Stage 4: 17.9 miles, 51% dirt, 700 climbing. Aaaaah, the finish is in sight. Nothing but a few small paved hills and some nice downhills and you are done. Just DON,T MISS TAYLOR RD. at mile 101. It's easy to miss when you are tired and missing it will surely add a nice 1-mile climb to get back! I know, we did it. Not too much to add here, but the finish is interesting. Sandy traditionally ends his personal rides in a local cornfield and he takes us through it on this ride. It's a lot of fun and surely adds to the mystique. You cruise back into Old Deerfield feeling like you've been gone for a weekend of camping. There's an odd sense of returning to civilization. You've completed an incredibly hard and brutal ride that you didn't want to end.

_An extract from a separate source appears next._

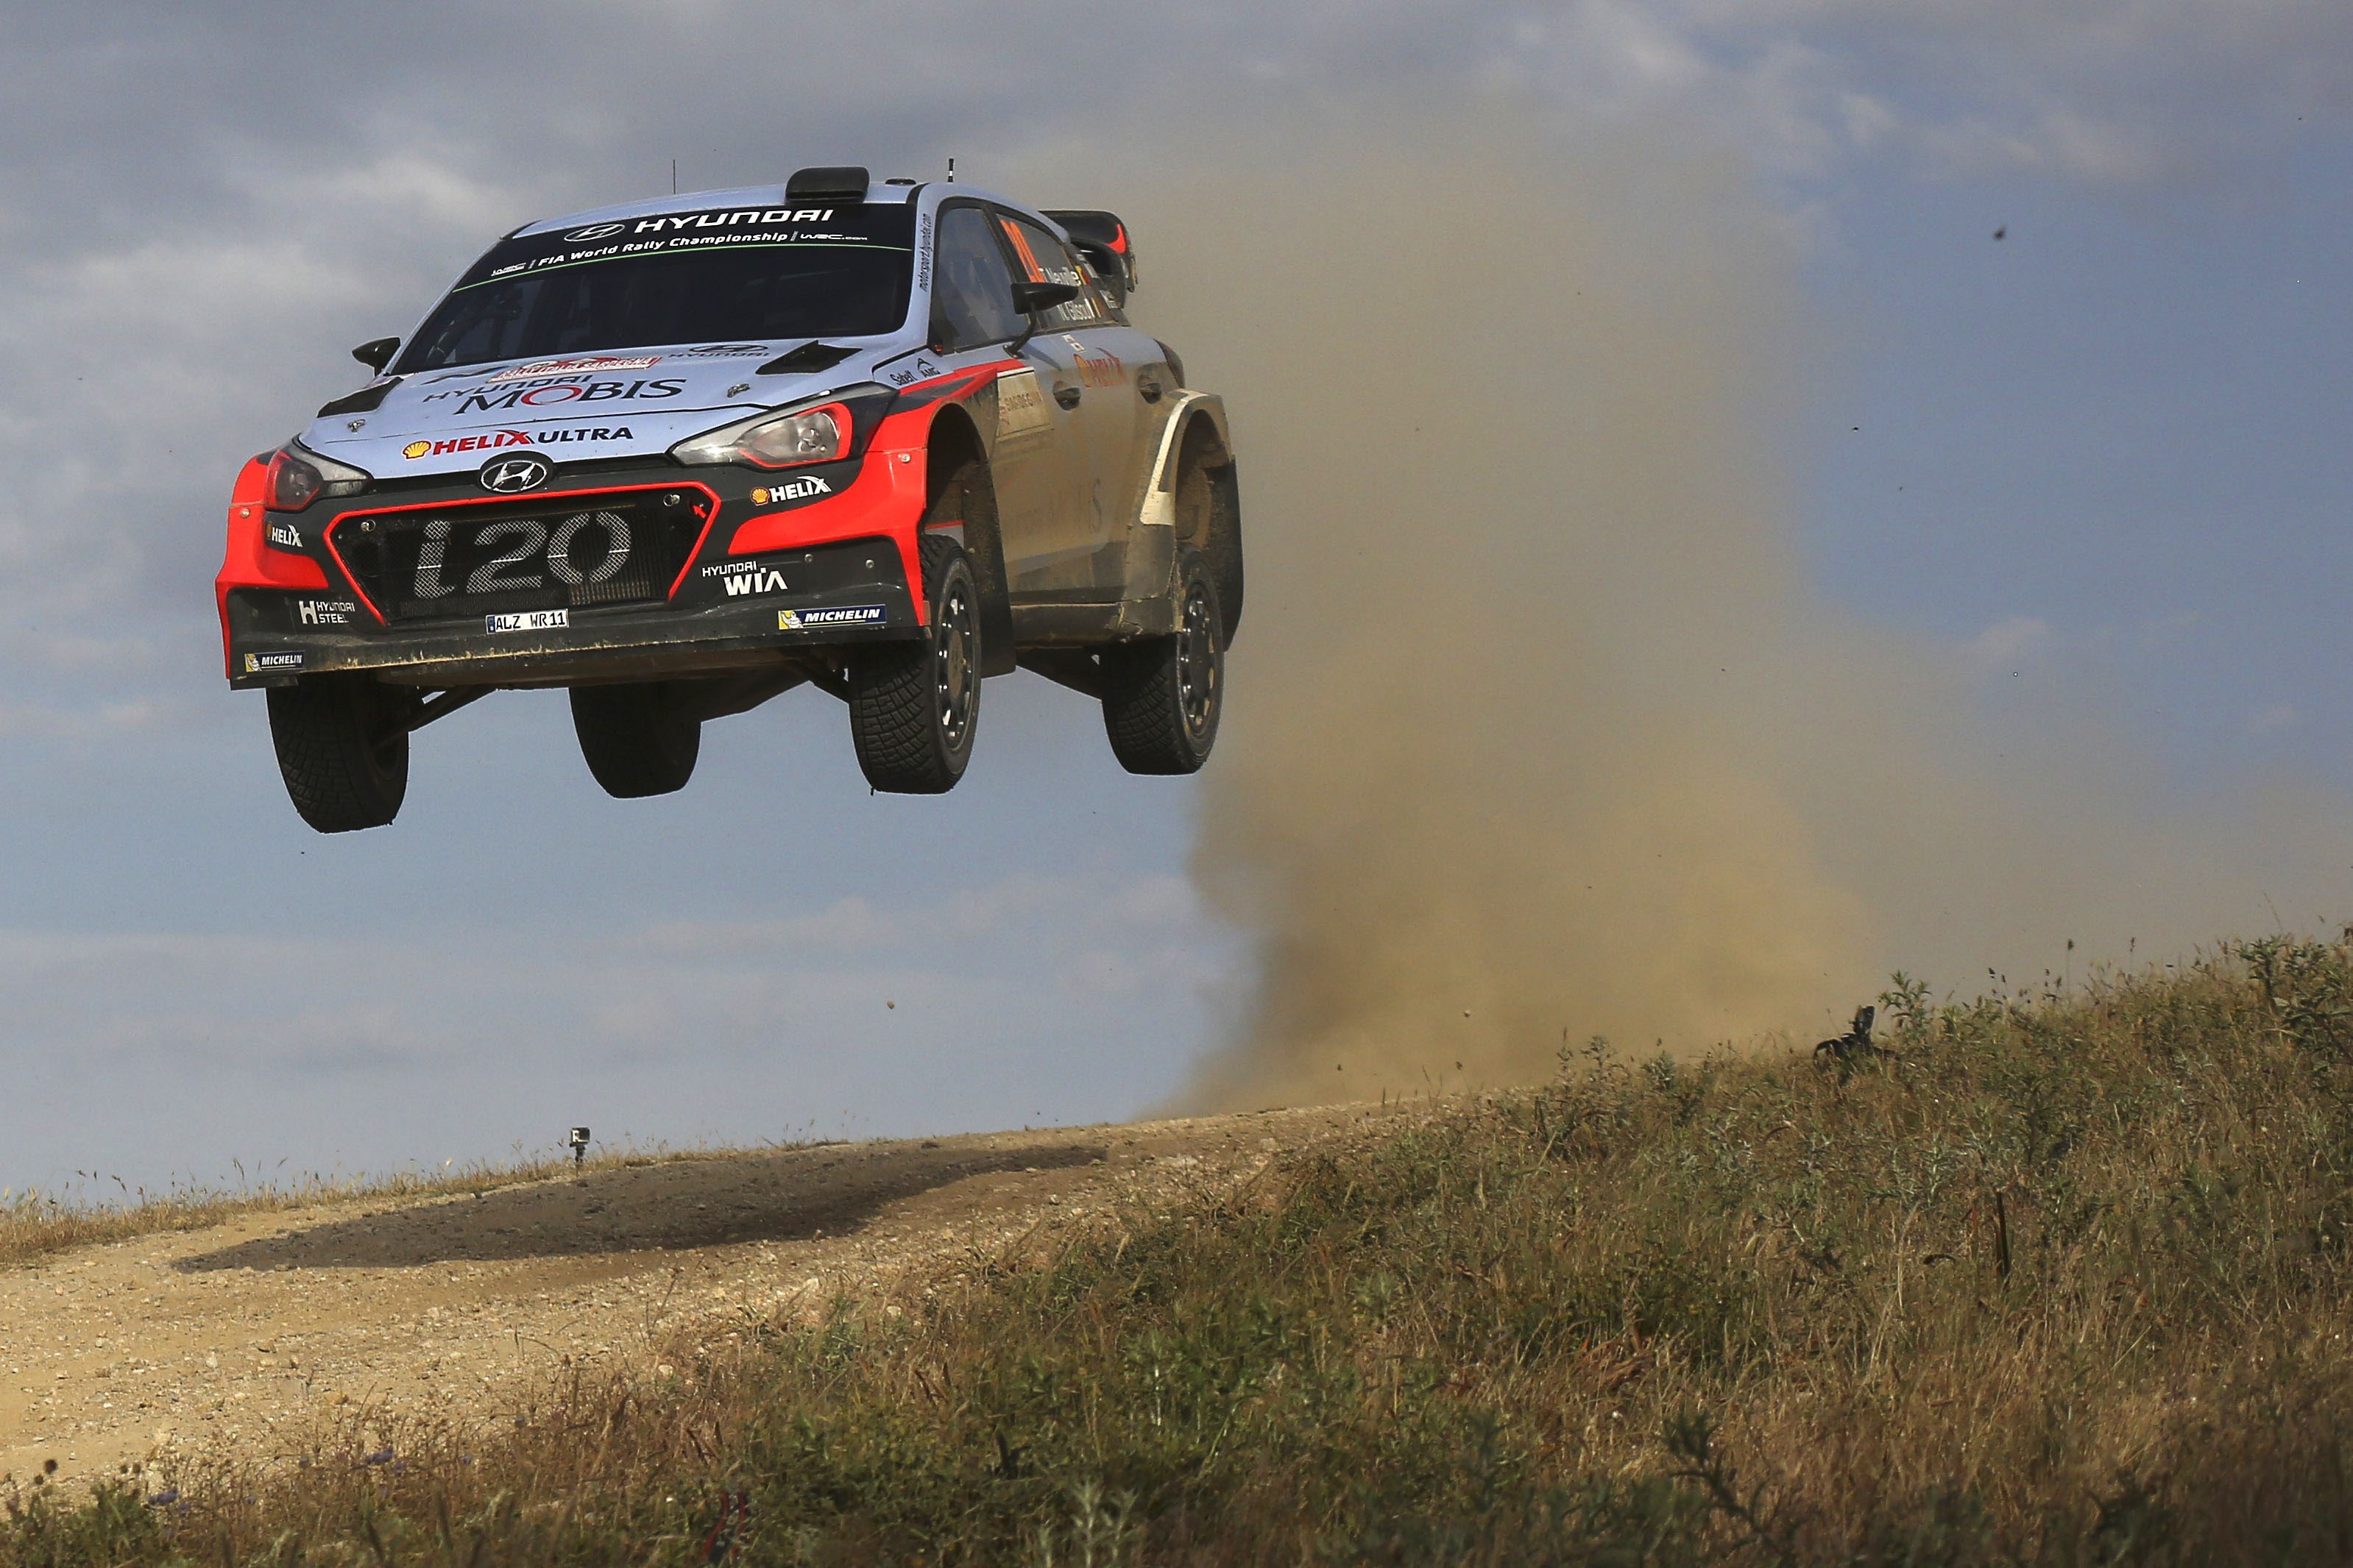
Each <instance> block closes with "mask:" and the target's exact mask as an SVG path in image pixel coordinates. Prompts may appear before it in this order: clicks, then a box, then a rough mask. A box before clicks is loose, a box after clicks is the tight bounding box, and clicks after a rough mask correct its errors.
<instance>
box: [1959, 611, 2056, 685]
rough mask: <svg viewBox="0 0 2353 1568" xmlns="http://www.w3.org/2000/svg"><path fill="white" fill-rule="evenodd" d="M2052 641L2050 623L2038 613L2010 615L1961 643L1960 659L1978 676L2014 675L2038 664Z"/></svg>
mask: <svg viewBox="0 0 2353 1568" xmlns="http://www.w3.org/2000/svg"><path fill="white" fill-rule="evenodd" d="M2049 644H2052V628H2049V623H2045V621H2040V618H2035V616H2009V618H2007V621H1995V623H1993V625H1988V628H1986V630H1981V632H1979V635H1977V637H1972V639H1969V642H1965V644H1960V658H1962V663H1965V665H1967V668H1969V670H1972V672H1974V675H2014V672H2017V670H2019V668H2024V665H2031V663H2035V661H2038V658H2040V656H2042V654H2045V651H2047V649H2049Z"/></svg>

This was probably my best single day on a bicycle. It was great to ride with some familiar faces like Max, Melinda, Rick, and The Blayleys (wish we saw more of you). It was also nice to meet some new people like Bob Powers of Long Island. If you ever want to sell that X0-1 give me a call!

Sandy Whittlesey should get some kind of award for this ride. 12 years of planning and exploration really showed and really earned some good bike karma! Thank you and see you next year!